As a consultant, one of Haddad’s duties is introducing the show’s creators to people in Washington. On election day, Iannucci and writer Simon Blackwell came to D.C., and Haddad set up a lunch with White House officials at The Jefferson, followed by a dinner with members of the media at Café Milano. During the lunch, Haddad stood up and made a toast: “I said ‘We raise our glass to Armando and Simon, who have made us very famous. Thank you for making us so famous,’” she recalled. A flummoxed Iannucci said: “And you guys think this is good?”

“Everyone at the table laughed,” Haddad said. “Yeah, actually, we did.”

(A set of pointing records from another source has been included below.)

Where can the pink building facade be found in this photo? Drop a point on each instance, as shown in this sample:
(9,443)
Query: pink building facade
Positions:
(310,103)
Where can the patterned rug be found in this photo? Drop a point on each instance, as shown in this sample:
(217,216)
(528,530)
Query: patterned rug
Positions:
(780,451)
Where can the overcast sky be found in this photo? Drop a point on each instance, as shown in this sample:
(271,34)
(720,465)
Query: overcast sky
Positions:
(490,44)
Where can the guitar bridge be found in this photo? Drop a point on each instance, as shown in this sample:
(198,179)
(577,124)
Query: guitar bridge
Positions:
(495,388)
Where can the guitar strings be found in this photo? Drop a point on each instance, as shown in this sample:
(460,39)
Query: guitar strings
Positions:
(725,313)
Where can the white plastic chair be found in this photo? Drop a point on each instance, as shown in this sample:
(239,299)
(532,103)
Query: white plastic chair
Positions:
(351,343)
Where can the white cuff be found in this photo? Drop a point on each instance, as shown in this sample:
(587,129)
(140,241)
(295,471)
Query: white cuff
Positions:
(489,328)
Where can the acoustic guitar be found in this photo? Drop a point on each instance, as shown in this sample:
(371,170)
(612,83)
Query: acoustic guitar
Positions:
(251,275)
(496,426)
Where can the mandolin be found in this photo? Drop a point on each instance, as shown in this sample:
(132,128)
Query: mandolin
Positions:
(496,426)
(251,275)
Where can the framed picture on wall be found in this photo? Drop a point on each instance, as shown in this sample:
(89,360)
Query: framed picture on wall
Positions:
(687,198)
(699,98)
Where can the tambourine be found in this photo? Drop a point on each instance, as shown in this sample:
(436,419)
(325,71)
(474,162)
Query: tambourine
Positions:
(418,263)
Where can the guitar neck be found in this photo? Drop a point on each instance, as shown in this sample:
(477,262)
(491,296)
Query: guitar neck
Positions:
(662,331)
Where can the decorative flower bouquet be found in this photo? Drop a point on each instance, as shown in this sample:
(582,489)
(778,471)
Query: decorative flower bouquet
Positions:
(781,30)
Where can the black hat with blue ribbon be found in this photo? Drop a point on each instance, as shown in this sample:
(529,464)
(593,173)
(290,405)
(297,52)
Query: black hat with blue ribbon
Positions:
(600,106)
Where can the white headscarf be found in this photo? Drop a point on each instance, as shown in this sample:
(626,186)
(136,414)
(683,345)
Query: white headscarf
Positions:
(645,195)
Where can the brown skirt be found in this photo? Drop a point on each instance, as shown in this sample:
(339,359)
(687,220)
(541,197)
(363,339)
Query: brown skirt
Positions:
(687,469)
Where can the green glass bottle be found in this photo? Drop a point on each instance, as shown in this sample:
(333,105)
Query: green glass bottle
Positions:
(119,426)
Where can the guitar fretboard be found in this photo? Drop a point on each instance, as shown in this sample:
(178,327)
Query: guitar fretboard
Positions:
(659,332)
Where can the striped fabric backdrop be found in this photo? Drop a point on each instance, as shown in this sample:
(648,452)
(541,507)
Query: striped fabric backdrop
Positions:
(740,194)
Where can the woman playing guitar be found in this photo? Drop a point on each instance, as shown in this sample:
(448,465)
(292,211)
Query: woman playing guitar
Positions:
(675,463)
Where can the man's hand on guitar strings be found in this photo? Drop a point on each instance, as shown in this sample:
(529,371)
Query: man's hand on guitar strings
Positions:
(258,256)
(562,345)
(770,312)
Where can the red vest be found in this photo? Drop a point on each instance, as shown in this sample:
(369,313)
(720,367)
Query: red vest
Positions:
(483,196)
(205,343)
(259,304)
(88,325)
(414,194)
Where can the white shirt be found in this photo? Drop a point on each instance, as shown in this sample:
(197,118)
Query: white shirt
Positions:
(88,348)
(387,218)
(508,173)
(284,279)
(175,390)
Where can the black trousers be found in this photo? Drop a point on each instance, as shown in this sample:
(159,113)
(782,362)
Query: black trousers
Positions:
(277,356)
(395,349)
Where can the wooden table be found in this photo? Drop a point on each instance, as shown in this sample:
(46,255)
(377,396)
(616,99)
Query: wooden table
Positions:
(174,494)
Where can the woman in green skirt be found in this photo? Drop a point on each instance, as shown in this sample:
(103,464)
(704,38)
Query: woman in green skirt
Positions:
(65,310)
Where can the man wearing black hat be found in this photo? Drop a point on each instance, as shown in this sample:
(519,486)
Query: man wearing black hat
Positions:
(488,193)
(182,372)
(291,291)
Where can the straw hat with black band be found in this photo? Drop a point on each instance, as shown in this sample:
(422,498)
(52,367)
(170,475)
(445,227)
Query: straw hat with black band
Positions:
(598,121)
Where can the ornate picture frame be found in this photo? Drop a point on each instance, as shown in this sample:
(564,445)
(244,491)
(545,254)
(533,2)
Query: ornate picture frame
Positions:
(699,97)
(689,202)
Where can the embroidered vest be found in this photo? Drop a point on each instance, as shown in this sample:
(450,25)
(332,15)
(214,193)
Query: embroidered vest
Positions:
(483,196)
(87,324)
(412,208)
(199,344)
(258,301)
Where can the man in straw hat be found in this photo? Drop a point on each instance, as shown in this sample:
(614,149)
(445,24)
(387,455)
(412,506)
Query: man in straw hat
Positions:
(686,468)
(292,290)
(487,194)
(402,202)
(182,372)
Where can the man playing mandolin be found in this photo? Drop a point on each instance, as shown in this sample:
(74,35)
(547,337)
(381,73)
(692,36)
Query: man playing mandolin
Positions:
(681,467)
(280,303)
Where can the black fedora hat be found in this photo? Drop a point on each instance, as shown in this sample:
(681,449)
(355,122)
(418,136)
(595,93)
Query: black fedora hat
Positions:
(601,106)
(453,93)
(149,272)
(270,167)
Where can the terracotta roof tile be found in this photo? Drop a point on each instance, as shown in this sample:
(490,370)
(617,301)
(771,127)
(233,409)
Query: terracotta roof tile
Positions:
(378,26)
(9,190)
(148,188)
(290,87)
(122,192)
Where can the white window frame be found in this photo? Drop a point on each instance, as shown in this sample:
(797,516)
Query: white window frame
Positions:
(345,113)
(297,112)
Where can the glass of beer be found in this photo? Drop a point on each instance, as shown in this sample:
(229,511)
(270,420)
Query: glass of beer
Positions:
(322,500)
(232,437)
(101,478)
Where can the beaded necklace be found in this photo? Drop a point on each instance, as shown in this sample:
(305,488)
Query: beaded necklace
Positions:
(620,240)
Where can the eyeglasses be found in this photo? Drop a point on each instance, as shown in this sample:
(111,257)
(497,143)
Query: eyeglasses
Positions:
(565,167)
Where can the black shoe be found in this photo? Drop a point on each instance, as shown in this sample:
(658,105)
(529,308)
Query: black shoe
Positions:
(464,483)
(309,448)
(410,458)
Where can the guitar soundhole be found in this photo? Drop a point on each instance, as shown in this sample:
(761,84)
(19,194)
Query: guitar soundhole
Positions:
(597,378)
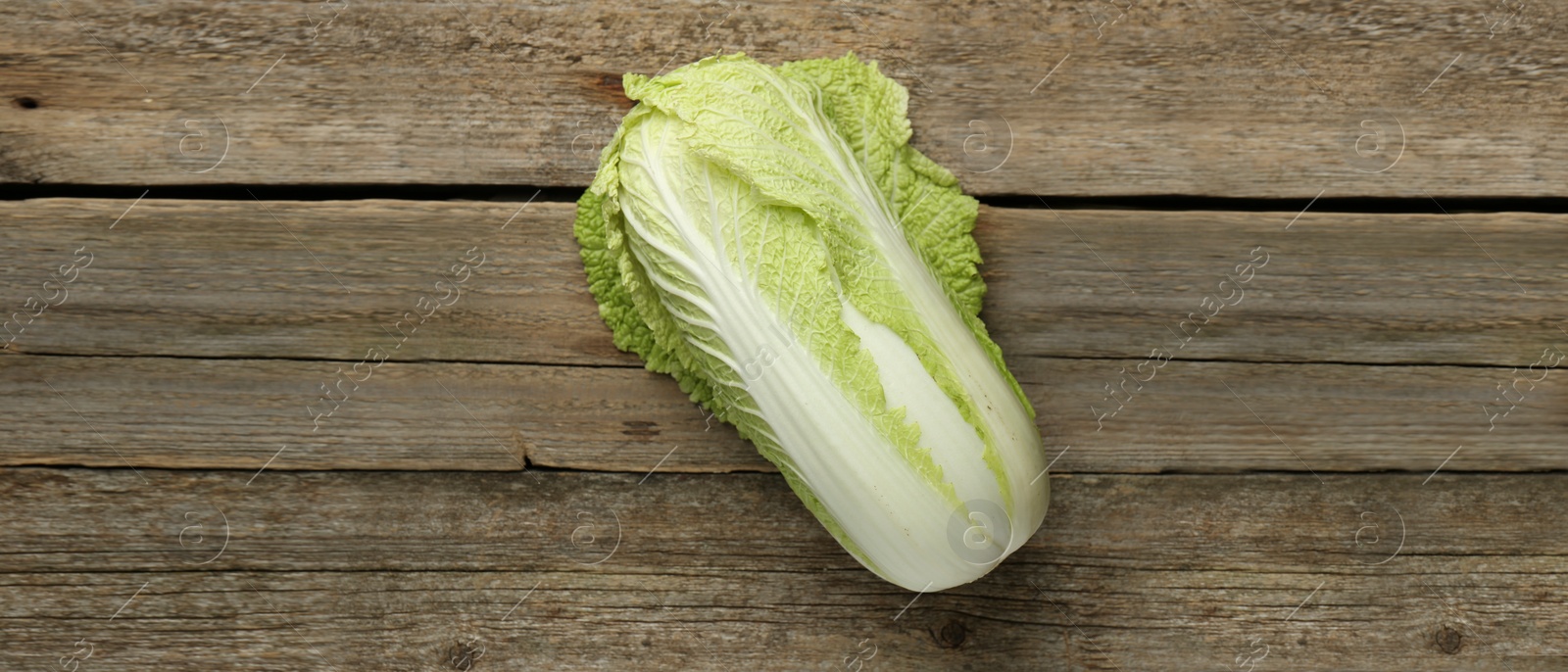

Later that night, Haddad, Blackwell and Iannucci were crossing I Street not far from the Hay-Adams on their way to the Politico election night party when they saw a bunch of young people rushing down Pennsylvania Avenue. The election had just been called for Obama, and people were running up and down the streets, cheering in front of the White House, hanging from the trees. The three of them jumped out of the car and got into the thick of it. “These people didn’t realize they were standing next to two filmmakers taking notes,” Haddad said.